In the case against Josh Wilson, the court stated:

“You  know, you both testified; about half  of  Hubbard  thinks  this is  just  a fun thing thing to do. And it’s crazy. What ‘s wrong with half of Hubbard?  What on earth  is wrong with people?…  You’re a young guy. 21 years old. I understand what it’s like to be young and do something  that’s a goof and continue doing stuff. But this is so absurd.  By  your own acknowledgement you’re aware that there’s a whole community that thinks it’s just, just a fun thing to do to try and make his life miserable. And that’s sick. It’s sick. In Girard Municipal Court, you pled to a disorderly conduct and you’re still doing this stuff… what the heck does it take? I feel like getting a bullhorn and putting it on top of a car and riding through Hubbard and saying hey, idiots, cut it out.
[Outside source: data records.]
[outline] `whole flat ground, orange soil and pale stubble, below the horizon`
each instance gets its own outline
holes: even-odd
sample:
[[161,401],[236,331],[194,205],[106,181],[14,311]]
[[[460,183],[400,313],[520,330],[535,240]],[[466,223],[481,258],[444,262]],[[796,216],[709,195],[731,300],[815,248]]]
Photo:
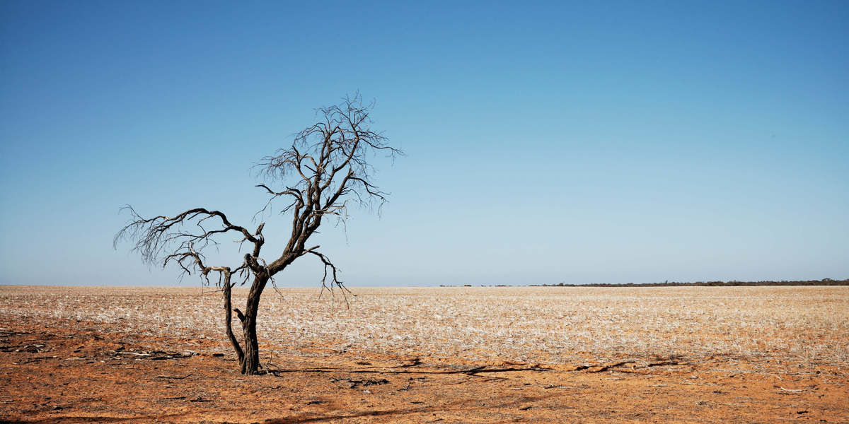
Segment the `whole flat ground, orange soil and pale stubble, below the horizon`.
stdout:
[[0,421],[849,422],[849,287],[352,290],[0,287]]

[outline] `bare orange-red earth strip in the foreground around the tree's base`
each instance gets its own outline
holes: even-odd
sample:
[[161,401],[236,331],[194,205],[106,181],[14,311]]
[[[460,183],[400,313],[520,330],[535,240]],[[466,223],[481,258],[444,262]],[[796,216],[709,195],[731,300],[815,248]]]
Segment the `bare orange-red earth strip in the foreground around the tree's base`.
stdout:
[[5,312],[6,423],[849,422],[842,364],[724,355],[537,364],[313,345],[278,351],[266,375],[245,377],[214,338]]

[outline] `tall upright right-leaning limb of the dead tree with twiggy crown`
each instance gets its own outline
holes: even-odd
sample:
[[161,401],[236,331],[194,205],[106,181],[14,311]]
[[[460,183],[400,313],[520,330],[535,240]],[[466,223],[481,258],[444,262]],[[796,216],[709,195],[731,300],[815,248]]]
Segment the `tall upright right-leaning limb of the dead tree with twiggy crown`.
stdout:
[[339,105],[318,109],[322,122],[299,132],[290,148],[278,150],[258,165],[268,180],[288,181],[279,192],[266,184],[257,186],[270,195],[258,214],[274,199],[284,196],[290,198],[290,203],[283,212],[292,213],[290,241],[283,254],[269,265],[269,274],[274,275],[305,254],[306,240],[318,230],[325,216],[345,220],[351,203],[364,207],[377,204],[379,210],[385,203],[388,193],[372,182],[374,169],[368,160],[378,152],[392,158],[403,152],[371,130],[368,115],[373,106],[363,105],[357,94]]

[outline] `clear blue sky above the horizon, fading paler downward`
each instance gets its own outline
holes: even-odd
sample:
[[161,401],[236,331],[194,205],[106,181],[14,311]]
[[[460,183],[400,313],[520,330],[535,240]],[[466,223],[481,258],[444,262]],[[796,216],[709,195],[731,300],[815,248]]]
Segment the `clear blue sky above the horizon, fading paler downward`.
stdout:
[[176,283],[121,205],[256,226],[251,165],[357,91],[408,155],[318,237],[351,287],[849,277],[844,1],[4,1],[0,283]]

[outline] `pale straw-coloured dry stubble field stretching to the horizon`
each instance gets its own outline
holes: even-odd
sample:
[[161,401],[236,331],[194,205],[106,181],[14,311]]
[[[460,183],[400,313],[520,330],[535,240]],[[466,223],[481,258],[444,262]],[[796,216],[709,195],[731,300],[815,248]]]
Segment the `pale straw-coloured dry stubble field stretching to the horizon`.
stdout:
[[[369,351],[570,363],[725,356],[849,365],[849,287],[411,287],[267,291],[266,353]],[[236,293],[239,303],[244,291]],[[200,287],[0,287],[0,316],[221,340],[222,302]],[[73,321],[65,322],[70,325]]]

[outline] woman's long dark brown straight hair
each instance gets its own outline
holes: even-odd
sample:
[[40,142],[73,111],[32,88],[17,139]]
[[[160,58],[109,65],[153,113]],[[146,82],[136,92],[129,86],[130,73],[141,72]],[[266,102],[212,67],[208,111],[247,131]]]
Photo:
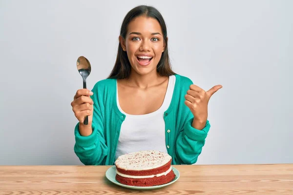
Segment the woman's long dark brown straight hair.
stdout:
[[[136,17],[145,15],[146,17],[154,18],[158,20],[158,22],[161,25],[162,31],[163,31],[163,37],[165,42],[165,50],[162,53],[162,57],[157,65],[157,72],[161,76],[171,76],[175,75],[175,73],[171,69],[169,55],[168,55],[168,47],[167,47],[167,27],[165,20],[163,19],[161,13],[152,6],[146,6],[146,5],[140,5],[133,9],[131,9],[125,16],[121,30],[120,35],[125,39],[126,33],[127,33],[127,26],[129,22]],[[112,72],[108,78],[129,78],[131,71],[131,65],[127,57],[127,53],[123,51],[121,47],[121,43],[119,42],[118,46],[118,52],[116,57],[115,65],[112,69]]]

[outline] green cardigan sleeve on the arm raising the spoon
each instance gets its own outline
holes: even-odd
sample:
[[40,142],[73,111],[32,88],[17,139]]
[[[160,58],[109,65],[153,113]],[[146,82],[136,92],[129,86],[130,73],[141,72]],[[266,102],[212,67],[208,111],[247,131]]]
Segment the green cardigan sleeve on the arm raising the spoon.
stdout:
[[94,102],[92,134],[81,136],[79,133],[79,123],[75,126],[74,152],[84,165],[103,165],[107,156],[108,148],[105,142],[104,122],[98,101],[98,90],[94,86],[91,96]]

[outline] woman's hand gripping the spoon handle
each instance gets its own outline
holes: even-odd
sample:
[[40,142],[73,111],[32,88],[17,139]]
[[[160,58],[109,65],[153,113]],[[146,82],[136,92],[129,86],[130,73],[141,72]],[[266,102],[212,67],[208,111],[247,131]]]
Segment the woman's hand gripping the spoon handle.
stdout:
[[71,102],[72,110],[80,124],[84,124],[84,118],[88,116],[88,126],[93,121],[94,102],[90,98],[93,93],[88,89],[77,90],[74,100]]

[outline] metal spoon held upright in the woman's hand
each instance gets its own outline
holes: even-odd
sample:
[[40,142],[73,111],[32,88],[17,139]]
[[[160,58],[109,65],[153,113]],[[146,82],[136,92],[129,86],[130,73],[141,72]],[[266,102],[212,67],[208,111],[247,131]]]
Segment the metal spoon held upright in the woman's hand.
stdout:
[[[91,71],[90,63],[86,58],[84,58],[83,56],[80,56],[77,59],[76,65],[77,65],[78,72],[81,74],[83,78],[84,89],[86,89],[86,78],[89,76]],[[88,117],[86,116],[84,117],[84,125],[87,125],[87,124],[88,124]]]

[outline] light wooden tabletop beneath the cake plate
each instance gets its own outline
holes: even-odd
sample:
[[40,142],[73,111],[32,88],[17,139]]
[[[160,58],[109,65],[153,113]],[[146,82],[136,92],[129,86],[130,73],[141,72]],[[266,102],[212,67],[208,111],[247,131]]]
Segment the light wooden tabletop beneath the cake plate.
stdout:
[[174,167],[175,183],[138,191],[108,181],[110,166],[0,166],[0,195],[293,195],[293,164]]

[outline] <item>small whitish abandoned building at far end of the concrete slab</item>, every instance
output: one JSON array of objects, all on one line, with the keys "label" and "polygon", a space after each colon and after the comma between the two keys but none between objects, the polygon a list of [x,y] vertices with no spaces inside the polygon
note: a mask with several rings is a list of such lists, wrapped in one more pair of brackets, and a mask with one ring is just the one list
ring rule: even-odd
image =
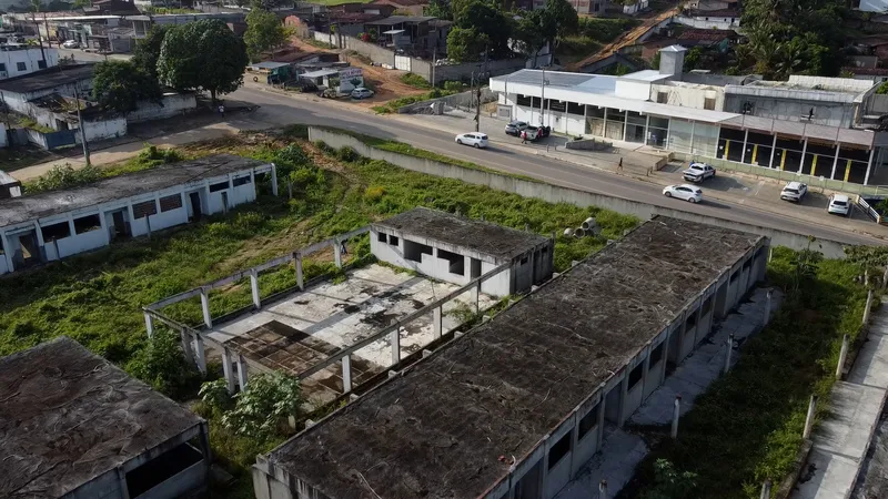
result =
[{"label": "small whitish abandoned building at far end of the concrete slab", "polygon": [[383,262],[458,285],[511,264],[481,286],[492,296],[524,293],[553,271],[548,237],[423,207],[371,224],[370,247]]}]

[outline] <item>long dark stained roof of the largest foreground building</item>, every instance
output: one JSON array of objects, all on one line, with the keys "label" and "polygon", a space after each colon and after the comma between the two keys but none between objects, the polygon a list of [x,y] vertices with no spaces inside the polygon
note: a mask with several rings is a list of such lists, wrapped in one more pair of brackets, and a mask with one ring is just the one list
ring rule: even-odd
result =
[{"label": "long dark stained roof of the largest foreground building", "polygon": [[332,499],[482,496],[759,240],[656,217],[265,459]]}]

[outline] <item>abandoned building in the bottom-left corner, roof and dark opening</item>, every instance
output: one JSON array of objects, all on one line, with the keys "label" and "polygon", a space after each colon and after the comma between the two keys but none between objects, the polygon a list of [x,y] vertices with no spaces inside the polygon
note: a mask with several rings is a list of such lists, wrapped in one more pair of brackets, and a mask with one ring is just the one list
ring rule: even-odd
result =
[{"label": "abandoned building in the bottom-left corner, roof and dark opening", "polygon": [[165,499],[206,488],[206,422],[61,337],[0,358],[0,497]]}]

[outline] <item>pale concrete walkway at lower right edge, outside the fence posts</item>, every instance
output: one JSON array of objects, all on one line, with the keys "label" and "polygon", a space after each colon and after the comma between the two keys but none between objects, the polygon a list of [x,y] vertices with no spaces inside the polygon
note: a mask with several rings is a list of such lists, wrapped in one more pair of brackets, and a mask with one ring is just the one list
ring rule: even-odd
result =
[{"label": "pale concrete walkway at lower right edge, outside the fence posts", "polygon": [[[790,499],[846,499],[855,488],[864,458],[888,395],[888,309],[872,317],[869,336],[848,374],[829,397],[830,414],[814,431],[807,476]],[[885,470],[880,470],[885,473]]]}]

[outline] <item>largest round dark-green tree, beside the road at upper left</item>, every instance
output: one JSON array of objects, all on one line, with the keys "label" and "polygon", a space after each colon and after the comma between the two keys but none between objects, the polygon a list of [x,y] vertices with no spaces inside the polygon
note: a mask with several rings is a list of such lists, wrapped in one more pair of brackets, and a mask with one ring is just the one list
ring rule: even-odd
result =
[{"label": "largest round dark-green tree, beside the road at upper left", "polygon": [[163,37],[158,77],[178,90],[216,95],[238,90],[249,63],[246,45],[218,19],[176,26]]}]

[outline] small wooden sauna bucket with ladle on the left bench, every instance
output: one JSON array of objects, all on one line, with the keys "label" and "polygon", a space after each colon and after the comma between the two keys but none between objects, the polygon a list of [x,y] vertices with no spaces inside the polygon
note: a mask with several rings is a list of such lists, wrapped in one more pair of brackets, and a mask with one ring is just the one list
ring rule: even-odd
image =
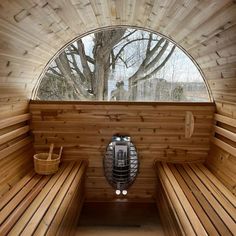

This is stupid, immature, ridiculous, sick, awful behavior.”

The case against Ron Duez:

“You’ve been more forthright than several other witnesses, Mr. Duez, but I do believe that you have engaged in conduct over a period of time that was intentional and was intended to harass. It was part of the general thought process going on in Hubbard that it’s sort of comical and/or a thing to do, to drive by Mr. Krlich’s house and to harass him by beeping the horn. … And it’s just such a crazy situation. It’s so unnecessary. The Court feels that, first of all, the standard has been met. Secondly, that it really doesn’t have much of an alternative in many of these cases but to issue a protection order. I am going to recommend the issuance of a protection order in this case.”

The case against Joe Takash:

“I think it is a pattern of conduct … it was certainly intended. When there is an obvious intention to cause mental distress to another person by doing this ongoing pattern of conduct, then that is sufficient to justify a finding of menacing by stalking.”

The case against Beede Chick:

“I don’t have any qualms about the township and/or city of Hubbard. I don’t think it’s a bad place. But it boggles my mind, because I don’t have any question in my mind that there have been an inordinate number of people who thought this was a funny thing to do, and who knew how much time it was taking up from the police, who knew it was taking up the court … and who keep doing it and think it’s just a gag.”